In other words, 4 methods by which a person can be motivated to change their actions, or 4 weaknesses that can make a person vulnerable to being corrupted.
The 4 main motivators
- Money- E.g. a person in debt or poverty might be more vulnerable to being motivated to do something for an offer of money.
- Ideology- from the article: “Some people are willing to risk life and limb for their beliefs.”
- Coercion- a person can have leverage used against them
- Ego- from the article: “For some, espionage is an opportunity to secretly manipulate people around them and to prove their superiority.”
I’m posting this here in sort of a similar spirit as this post:
COINTELPRO Techniques for dilution, misdirection and control of a internet forum.

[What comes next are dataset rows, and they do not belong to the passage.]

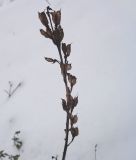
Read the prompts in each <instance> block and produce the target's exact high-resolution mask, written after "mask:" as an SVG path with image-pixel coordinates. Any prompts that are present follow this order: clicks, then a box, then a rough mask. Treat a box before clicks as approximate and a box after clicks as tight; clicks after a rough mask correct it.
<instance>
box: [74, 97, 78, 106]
mask: <svg viewBox="0 0 136 160" xmlns="http://www.w3.org/2000/svg"><path fill="white" fill-rule="evenodd" d="M77 104H78V96H77V97H74V99H73V106H74V107H76V106H77Z"/></svg>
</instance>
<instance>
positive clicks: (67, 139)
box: [38, 6, 79, 160]
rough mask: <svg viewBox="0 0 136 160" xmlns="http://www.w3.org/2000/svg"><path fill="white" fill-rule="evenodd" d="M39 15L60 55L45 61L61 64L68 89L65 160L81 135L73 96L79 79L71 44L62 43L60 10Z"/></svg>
mask: <svg viewBox="0 0 136 160" xmlns="http://www.w3.org/2000/svg"><path fill="white" fill-rule="evenodd" d="M38 15H39V19H40V21H41V23H42V24H43V25H44V27H45V30H43V29H40V33H41V35H43V36H44V37H45V38H48V39H50V40H51V41H52V42H53V44H54V45H55V46H56V47H57V50H58V54H59V60H57V59H53V58H49V57H45V60H46V61H47V62H50V63H53V64H54V63H57V64H59V67H60V70H61V75H62V77H63V81H64V85H65V89H66V91H65V98H62V108H63V110H64V111H65V113H66V128H65V143H64V149H63V154H62V160H65V159H66V153H67V149H68V147H69V146H70V144H71V143H72V142H73V140H74V139H75V137H77V136H78V134H79V130H78V127H77V126H76V123H77V121H78V117H77V115H74V114H73V111H74V109H75V107H76V106H77V104H78V97H73V96H72V90H73V87H74V86H75V85H76V83H77V78H76V76H75V75H73V74H71V73H70V70H71V69H72V64H71V63H69V60H68V58H69V57H70V54H71V44H66V43H64V42H62V40H63V38H64V31H63V28H62V27H61V11H60V10H58V11H54V10H53V9H51V8H50V7H49V6H48V7H47V8H46V10H45V11H43V12H40V13H38ZM70 134H71V136H70Z"/></svg>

I think the MICE concept is useful in the context of understanding human behavior in terms of corrupt acts, a person doings things that contradict what they apparently stand for. Although it seems to be a term that came from the intelligence community, I think it is useful in any context of human corruption.
For example, how a politician or a judge might get corrupted. Or how people working in the media or other relevant industries might become corrupted.
Financial actors with loads of money can and will find opportunities where they can: insiders at companies that could provide them with inside information, insiders at media organization that can help them control the narrative, insiders in political offices to help them write the rules, and so on.
For reasons that can mostly be reduced to these 4 motivators, as per Wikipedia, “corruption and crime are endemic sociological occurrences which appear with regular frequency in virtually all countries on a global scale in varying degrees and proportions.”
I really, really appreciate this post. Good stuff. It’s one of those things what I had kinda felt or sorta knew, but couldn’t or hadn’t tried to articulate (did I really know, then? maybe not).